A Baghdad, c’è lo studio del Wilayat al-Battikh (Città dei Meloni), la sketch comedy irachena creata dal presentatore e comico Ali Fadel, tempio dell’industria dell’intrattenimento. «Città dei Meloni, in iracheno, significa una città senza rispetto per la legge: descrive una situazione in cui non c’è organizzazione e controllo, soprattutto nella società, perché non c’è un governo effettivo», spiega Ali Fadel, sotto le luci lampeggianti del suo studio e le frequenti interruzioni della corrente, alimentata dalla rete nazionale di elettricità. “Qui si fa satira su tutto e tutti: questo spiega perché siamo tanto amati ma anche perché qualcuno, anche tra i politici, ci minaccia”.
La critica non troppo velata alla società è anche il pane quotidiano del regista Nias Latif che è sul set della sua novantaduesima serie televisiva, Hotel Mina. Si gira nella città di Suleymania, nel Nord dell’Iraq. In una villa di periferia, circondata da un giardino, troupe e cast sono barricati lì dentro da due settimane: “Dobbiamo finire le riprese il prima possibile, mentre contemporaneamente si va in post produzione per andare in onda a fine Ramadan”, chiarisce il regista. Il Nord del Paese è anche la location in cui è ambientato uno dei film che hanno spopolato nelle ultime stagioni su Netflix, Mosul, nonostante non sia stato girato sul posto e non sia stato prodotto da iracheni, motivo per cui il suo gradimento è qui assai controverso: il film racconta la storia recente dell’Iraq nella città-cuore dello Stato Islamico, durante la campagna di liberazione della Coalizione Internazionale nel 2017.
Ma Mosul non ha bisogno di quel film per raccontarsi perché qui è in atto una rivoluzione inaspettata per quanto riguarda il cinema. Marwa, Haitam e Ahmed, dopo la sconfitta dello Stato Islamico, hanno creato un collettivo di attori, registi, sceneggiatori.
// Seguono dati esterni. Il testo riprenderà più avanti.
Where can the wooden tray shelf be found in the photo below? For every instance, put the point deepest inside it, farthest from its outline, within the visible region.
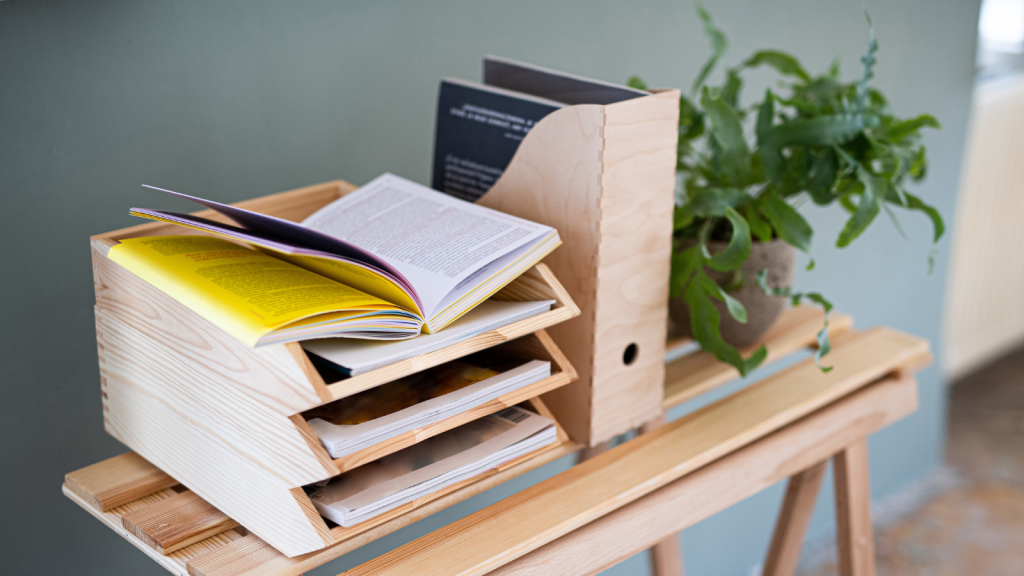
(136, 486)
(225, 420)
(875, 367)
(534, 346)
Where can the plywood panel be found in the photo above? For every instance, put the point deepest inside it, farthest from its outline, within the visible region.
(603, 177)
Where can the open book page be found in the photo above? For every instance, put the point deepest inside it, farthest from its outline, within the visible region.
(431, 464)
(358, 357)
(251, 295)
(325, 255)
(435, 241)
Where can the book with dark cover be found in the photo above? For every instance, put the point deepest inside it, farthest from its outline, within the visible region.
(479, 126)
(478, 130)
(552, 84)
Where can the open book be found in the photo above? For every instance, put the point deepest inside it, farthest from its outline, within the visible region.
(431, 465)
(404, 256)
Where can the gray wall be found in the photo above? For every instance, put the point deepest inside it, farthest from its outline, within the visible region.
(240, 98)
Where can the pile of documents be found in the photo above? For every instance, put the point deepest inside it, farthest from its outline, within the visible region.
(384, 412)
(431, 465)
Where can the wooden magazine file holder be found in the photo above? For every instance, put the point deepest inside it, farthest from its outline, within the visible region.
(224, 419)
(604, 177)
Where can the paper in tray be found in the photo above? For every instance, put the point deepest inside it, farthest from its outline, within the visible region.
(432, 464)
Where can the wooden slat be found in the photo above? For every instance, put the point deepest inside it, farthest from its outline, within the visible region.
(249, 556)
(177, 522)
(232, 560)
(853, 511)
(118, 481)
(175, 562)
(801, 493)
(683, 503)
(699, 372)
(538, 515)
(667, 554)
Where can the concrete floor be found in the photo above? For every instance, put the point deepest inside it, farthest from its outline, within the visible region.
(975, 528)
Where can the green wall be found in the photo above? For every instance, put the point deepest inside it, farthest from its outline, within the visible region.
(231, 99)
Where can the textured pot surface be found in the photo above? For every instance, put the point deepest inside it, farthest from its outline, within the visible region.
(762, 310)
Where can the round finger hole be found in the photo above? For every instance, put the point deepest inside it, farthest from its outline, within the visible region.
(630, 354)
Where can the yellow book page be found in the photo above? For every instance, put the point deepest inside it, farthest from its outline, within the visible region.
(347, 274)
(356, 277)
(245, 292)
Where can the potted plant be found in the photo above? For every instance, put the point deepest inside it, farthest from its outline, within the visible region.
(736, 222)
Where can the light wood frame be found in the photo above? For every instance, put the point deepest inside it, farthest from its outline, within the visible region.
(223, 418)
(603, 176)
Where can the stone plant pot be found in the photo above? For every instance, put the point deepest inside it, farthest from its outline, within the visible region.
(762, 310)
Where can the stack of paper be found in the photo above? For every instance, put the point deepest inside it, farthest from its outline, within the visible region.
(358, 357)
(431, 465)
(341, 440)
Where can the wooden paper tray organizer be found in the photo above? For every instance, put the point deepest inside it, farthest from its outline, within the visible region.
(225, 420)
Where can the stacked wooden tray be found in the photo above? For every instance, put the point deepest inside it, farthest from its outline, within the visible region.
(225, 420)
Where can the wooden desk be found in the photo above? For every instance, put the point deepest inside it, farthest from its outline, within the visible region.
(644, 491)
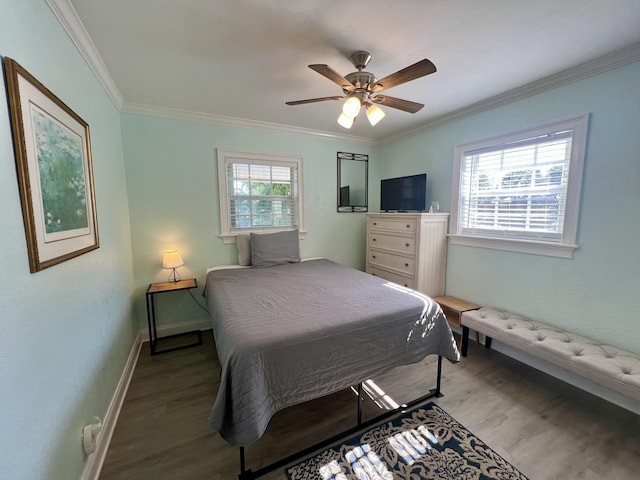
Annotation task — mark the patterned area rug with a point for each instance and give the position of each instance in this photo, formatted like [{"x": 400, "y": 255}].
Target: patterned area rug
[{"x": 424, "y": 443}]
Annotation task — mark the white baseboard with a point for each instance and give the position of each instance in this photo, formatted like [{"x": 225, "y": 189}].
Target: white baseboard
[{"x": 94, "y": 462}]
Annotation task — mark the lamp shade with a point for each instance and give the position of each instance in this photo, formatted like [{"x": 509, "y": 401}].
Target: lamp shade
[
  {"x": 172, "y": 259},
  {"x": 374, "y": 114},
  {"x": 345, "y": 120},
  {"x": 351, "y": 107}
]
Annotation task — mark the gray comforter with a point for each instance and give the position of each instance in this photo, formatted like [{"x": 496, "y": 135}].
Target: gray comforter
[{"x": 295, "y": 332}]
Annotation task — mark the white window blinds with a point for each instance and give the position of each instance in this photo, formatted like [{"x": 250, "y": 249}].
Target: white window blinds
[
  {"x": 518, "y": 189},
  {"x": 259, "y": 193},
  {"x": 262, "y": 195},
  {"x": 521, "y": 191}
]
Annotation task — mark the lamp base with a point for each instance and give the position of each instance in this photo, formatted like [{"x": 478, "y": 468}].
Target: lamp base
[{"x": 174, "y": 276}]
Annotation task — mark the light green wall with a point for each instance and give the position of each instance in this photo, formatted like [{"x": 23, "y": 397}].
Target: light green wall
[
  {"x": 65, "y": 332},
  {"x": 172, "y": 180},
  {"x": 597, "y": 292}
]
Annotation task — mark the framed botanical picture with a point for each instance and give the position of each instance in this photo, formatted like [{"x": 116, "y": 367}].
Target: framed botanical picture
[{"x": 55, "y": 173}]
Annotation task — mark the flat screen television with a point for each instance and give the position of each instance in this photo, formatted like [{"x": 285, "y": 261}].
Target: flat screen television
[{"x": 404, "y": 194}]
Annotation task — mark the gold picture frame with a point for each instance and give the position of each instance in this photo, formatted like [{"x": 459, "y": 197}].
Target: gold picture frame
[{"x": 55, "y": 173}]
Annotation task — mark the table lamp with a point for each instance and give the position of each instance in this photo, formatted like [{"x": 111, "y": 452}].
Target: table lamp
[{"x": 172, "y": 260}]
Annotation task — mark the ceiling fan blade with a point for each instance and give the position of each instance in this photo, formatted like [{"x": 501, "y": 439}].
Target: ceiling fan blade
[
  {"x": 417, "y": 70},
  {"x": 312, "y": 100},
  {"x": 332, "y": 75},
  {"x": 404, "y": 105}
]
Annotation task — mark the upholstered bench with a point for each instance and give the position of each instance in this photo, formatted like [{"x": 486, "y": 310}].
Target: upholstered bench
[{"x": 609, "y": 366}]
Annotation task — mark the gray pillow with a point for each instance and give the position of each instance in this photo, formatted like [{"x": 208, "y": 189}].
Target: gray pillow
[
  {"x": 269, "y": 249},
  {"x": 243, "y": 242}
]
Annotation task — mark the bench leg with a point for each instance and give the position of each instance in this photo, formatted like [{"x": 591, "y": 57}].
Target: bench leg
[
  {"x": 487, "y": 342},
  {"x": 465, "y": 340}
]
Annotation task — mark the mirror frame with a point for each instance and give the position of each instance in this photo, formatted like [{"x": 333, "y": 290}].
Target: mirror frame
[{"x": 356, "y": 157}]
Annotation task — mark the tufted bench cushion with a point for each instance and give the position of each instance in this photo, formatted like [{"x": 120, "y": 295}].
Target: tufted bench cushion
[{"x": 609, "y": 366}]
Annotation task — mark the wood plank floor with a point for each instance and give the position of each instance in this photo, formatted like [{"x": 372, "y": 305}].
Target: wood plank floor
[{"x": 545, "y": 427}]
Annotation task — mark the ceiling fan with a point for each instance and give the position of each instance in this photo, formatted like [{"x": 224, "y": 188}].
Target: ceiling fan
[{"x": 363, "y": 89}]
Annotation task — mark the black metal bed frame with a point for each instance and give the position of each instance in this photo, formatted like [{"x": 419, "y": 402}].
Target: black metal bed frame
[{"x": 248, "y": 474}]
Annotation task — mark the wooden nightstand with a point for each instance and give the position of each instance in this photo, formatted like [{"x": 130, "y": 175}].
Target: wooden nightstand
[
  {"x": 163, "y": 287},
  {"x": 453, "y": 309}
]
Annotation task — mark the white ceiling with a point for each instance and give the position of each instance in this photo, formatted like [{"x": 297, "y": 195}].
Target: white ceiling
[{"x": 245, "y": 58}]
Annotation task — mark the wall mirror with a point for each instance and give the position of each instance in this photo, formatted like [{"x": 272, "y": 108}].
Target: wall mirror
[{"x": 353, "y": 180}]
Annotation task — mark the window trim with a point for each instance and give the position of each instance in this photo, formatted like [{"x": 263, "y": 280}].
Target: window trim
[
  {"x": 565, "y": 248},
  {"x": 229, "y": 156}
]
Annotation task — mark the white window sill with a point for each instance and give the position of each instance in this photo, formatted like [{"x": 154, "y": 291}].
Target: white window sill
[
  {"x": 513, "y": 245},
  {"x": 231, "y": 237}
]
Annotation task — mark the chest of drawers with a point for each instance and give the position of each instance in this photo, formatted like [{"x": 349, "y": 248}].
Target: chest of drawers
[{"x": 409, "y": 249}]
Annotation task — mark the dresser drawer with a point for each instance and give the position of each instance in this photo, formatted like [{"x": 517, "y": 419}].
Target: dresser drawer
[
  {"x": 394, "y": 225},
  {"x": 392, "y": 242},
  {"x": 404, "y": 264},
  {"x": 408, "y": 282}
]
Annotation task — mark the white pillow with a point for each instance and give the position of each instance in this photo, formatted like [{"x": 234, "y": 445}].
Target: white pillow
[{"x": 270, "y": 249}]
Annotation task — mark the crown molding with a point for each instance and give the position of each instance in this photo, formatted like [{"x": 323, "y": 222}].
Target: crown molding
[
  {"x": 584, "y": 70},
  {"x": 70, "y": 21},
  {"x": 177, "y": 114}
]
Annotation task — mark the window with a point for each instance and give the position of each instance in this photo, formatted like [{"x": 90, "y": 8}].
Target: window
[
  {"x": 259, "y": 193},
  {"x": 521, "y": 191}
]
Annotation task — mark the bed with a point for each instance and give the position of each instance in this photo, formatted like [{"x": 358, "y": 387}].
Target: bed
[{"x": 298, "y": 331}]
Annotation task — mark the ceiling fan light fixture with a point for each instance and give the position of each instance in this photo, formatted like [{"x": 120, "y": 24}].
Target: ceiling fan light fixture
[
  {"x": 374, "y": 114},
  {"x": 345, "y": 120},
  {"x": 351, "y": 107}
]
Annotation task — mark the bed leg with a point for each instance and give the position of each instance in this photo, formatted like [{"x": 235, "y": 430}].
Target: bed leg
[
  {"x": 439, "y": 377},
  {"x": 359, "y": 419},
  {"x": 465, "y": 341},
  {"x": 244, "y": 474}
]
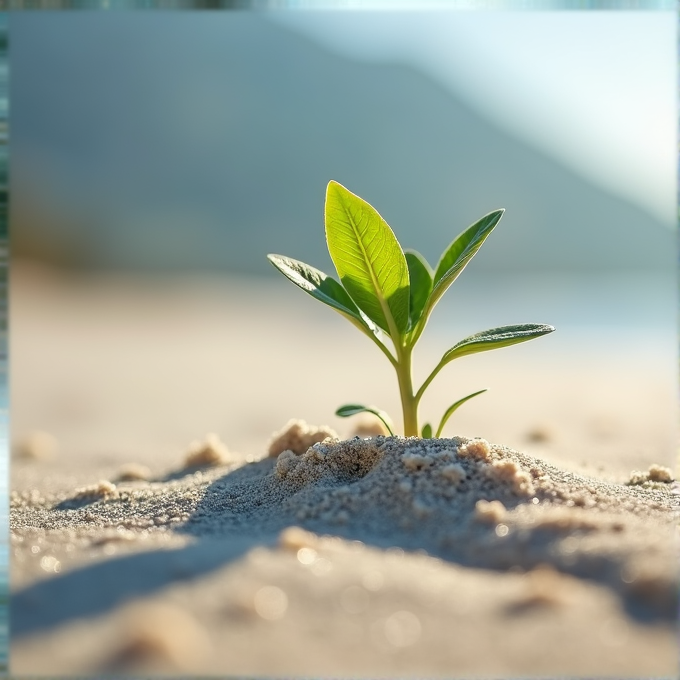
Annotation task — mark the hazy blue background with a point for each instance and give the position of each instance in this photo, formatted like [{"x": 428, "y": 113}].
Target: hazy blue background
[
  {"x": 200, "y": 141},
  {"x": 205, "y": 140}
]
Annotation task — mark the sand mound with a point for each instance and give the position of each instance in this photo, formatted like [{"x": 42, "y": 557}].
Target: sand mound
[{"x": 461, "y": 500}]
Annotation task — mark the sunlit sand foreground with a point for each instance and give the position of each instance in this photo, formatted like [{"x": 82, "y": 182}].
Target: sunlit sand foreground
[{"x": 135, "y": 550}]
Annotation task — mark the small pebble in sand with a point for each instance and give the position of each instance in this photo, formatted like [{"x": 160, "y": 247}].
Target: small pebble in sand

Ora stanno iniziando a girare il loro primo cortometraggio, imparando da Yad Deen, un regista curdo-britannico che è tornato nel Paese nel 2015 per aprire la sua casa di produzione SceneItAwards.
In riva al fiume, in un ristorante all’aperto pieno di donne che fumano narghilè, il giovane sceneggiatore Ahmed al Najm lancia il suo messaggio: “Attraverso il cinema vogliamo gridare al mondo. Vogliamo raccontare la storia di tutte le persone che venivano uccise ogni giorno a Mosul, come mia madre o mia sorella, persone care che morivano davanti ai nostri occhi. Interessatevi a noi, per favore, perché esistiamo”. Alle spalle di Ahmed gira la ruota panoramica; le chiatte colorate e zeppe di famiglie in gita solcano il Tigri: è un paesaggio inimmaginabile fino a cinque anni fa.
A Mosul come a Baghdad soffia un nuovo vento di cambiamento e il successo cinematografico di Hanging Gardens è la prova provata che l’Iraq non può più essere considerato il paese-pattumiera che l’Occidente pensava fosse, almeno dagli ultimi trent’anni in poi.